Extended particles consist of charged parts that repel each other, so the whole particle has some internal electrostatic energy. When such particle is accelerated, its parts may move with respect to each other (how much, depends on the internal forces keeping them together) and their electrostatic energy can change.

We have no evidence of non-zero size or internal energy change of electrons and this is consistent with the idea that they are points that have no parts. If so, the Larmor formula does not apply to them. If they have some small dimensions and their charge is distributed in a non-singular way, the Larmor formula may apply. But then the particle has internal degrees of freedom and its internal energy can change.

Now let us consider your scenario, assuming the particle has some small but finite dimensions so Larmor formula is valid. The particle is being accelerated by external force, and we look on it in its instantaneous comoving frame. The energy radiated per unit time at time $t'$ is defined roughly this way: we consider how much EM energy will fly through a distant spherical surface at time $t'$, the sphere being centered at the particle position; according to Larmor, this energy is given by the particle acceleration at a previous time $t'-R/c$, where $R$ is radius of the sphere. This radiated energy at time $t'$ has no direct implication for energy change of the particle itself at time $t'-R/c$; only to energy change of the big sphere containing the particle. So, while energy inside the big sphere is decreasing with rate $ka^2$' at the time $t'$, energy of the particle inside may be either increasing, decreasing or staying the same at the time $t'-R/c$. It depends on the details of interaction between the parts of the particle and the external forces accelerating it at time $t'-R/c$.
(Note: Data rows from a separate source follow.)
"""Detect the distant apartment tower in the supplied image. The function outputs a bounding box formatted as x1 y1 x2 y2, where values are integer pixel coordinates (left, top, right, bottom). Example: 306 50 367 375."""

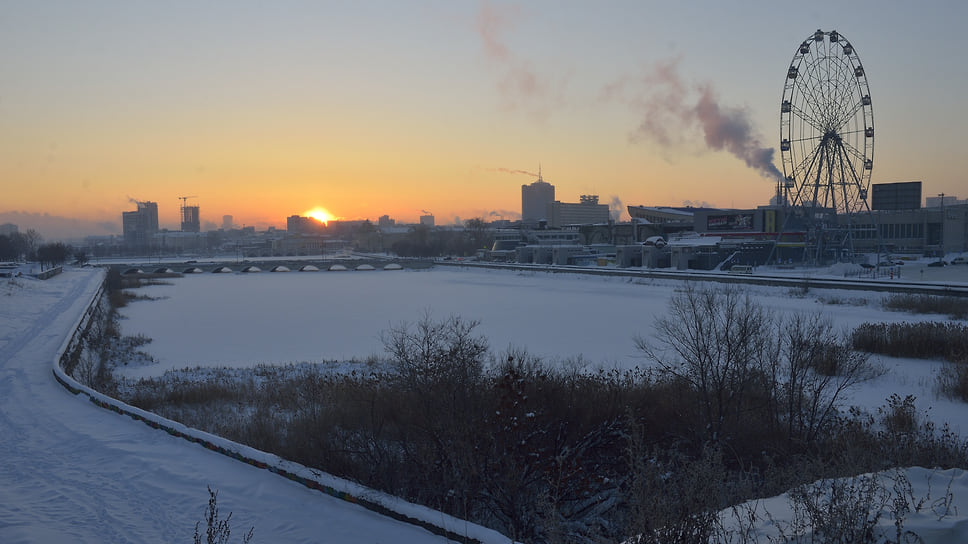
521 166 555 223
182 206 202 232
548 195 610 228
121 202 158 250
924 195 968 208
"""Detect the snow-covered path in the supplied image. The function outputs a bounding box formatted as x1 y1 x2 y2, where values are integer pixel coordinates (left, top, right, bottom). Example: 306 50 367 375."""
0 270 468 544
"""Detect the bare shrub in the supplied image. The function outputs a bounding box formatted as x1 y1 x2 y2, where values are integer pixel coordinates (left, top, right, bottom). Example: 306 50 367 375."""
884 294 968 319
852 321 968 362
628 438 726 544
784 475 890 544
771 314 878 443
635 284 773 439
194 487 255 544
935 362 968 402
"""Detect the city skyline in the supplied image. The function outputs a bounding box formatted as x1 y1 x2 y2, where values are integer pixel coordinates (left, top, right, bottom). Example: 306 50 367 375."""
0 1 968 240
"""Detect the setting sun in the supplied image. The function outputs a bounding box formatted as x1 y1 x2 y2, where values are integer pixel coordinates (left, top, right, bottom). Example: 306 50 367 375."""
303 206 336 224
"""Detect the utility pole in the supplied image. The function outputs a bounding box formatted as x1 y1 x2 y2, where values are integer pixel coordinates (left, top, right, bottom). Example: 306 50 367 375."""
938 193 944 261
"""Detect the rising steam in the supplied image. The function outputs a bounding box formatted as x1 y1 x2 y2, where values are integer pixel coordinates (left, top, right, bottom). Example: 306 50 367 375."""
488 168 538 178
475 1 561 118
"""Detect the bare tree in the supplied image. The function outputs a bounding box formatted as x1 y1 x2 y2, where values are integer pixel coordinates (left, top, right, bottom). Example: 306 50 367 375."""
772 314 879 443
635 284 774 439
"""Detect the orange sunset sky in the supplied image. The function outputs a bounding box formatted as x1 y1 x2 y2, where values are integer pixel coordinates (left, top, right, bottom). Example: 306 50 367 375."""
0 0 968 237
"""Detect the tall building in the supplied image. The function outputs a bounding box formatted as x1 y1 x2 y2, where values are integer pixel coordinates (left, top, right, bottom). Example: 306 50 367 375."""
548 195 611 228
521 166 555 223
121 202 158 251
286 215 324 235
182 206 202 232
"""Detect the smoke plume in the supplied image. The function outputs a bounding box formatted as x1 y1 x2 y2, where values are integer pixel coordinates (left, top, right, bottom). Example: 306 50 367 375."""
608 196 625 223
605 59 782 180
488 168 538 178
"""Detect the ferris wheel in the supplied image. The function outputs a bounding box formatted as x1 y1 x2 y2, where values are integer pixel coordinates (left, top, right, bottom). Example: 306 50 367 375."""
780 30 877 260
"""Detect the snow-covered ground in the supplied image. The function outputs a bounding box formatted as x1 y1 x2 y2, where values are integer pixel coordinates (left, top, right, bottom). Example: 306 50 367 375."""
0 267 968 544
120 266 968 434
0 269 496 544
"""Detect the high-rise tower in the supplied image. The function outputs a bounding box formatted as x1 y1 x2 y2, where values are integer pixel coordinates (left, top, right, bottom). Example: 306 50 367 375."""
521 165 555 223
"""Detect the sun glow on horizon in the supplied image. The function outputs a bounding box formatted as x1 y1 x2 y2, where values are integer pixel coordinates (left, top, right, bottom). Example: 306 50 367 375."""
303 206 338 224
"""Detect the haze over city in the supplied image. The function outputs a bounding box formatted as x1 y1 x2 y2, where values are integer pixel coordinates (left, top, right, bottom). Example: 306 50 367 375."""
0 1 968 238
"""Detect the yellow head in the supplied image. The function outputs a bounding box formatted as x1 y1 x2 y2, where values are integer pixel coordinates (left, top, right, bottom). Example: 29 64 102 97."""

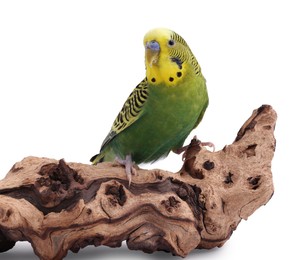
144 28 201 87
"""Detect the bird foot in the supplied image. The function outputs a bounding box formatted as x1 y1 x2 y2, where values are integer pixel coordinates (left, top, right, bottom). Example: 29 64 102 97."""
116 155 136 186
174 135 215 161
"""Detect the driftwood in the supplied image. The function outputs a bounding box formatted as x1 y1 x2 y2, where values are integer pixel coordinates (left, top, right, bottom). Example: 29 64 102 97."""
0 105 277 259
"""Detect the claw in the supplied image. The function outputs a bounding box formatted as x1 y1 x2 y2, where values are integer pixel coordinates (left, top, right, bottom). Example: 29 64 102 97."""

The sphere has to be big enough so that the EM field on its surface can be accurately approximated by the "wave part" of the field of the particle only. If we use too small a sphere, the surface is too close, the field is more complicated: the external field accelerating the particle has its say, the field of the particle itself is much more complicated that the "wave-part" and integrating the Poynting vector over the sphere surface would be much more difficult and not result in such a simple expression as Larmor formula has. The value of energy loss per time would not be simply function of acceleration squared.

If the accelerated motion is periodic and stable, the energy of the particle will oscillate and will have constant average value. This is what happens to particles in a radiating antenna: they radiate energy but this energy is constantly being resupplied by the power source the antenna is fed with. In a steady operation, the charged particles do not lose their internal energy over time, but just shape the energy flow from localized linear flow near the power lines to more angularly spread pattern of radiation propagating out from the metal bodies to surrounding space.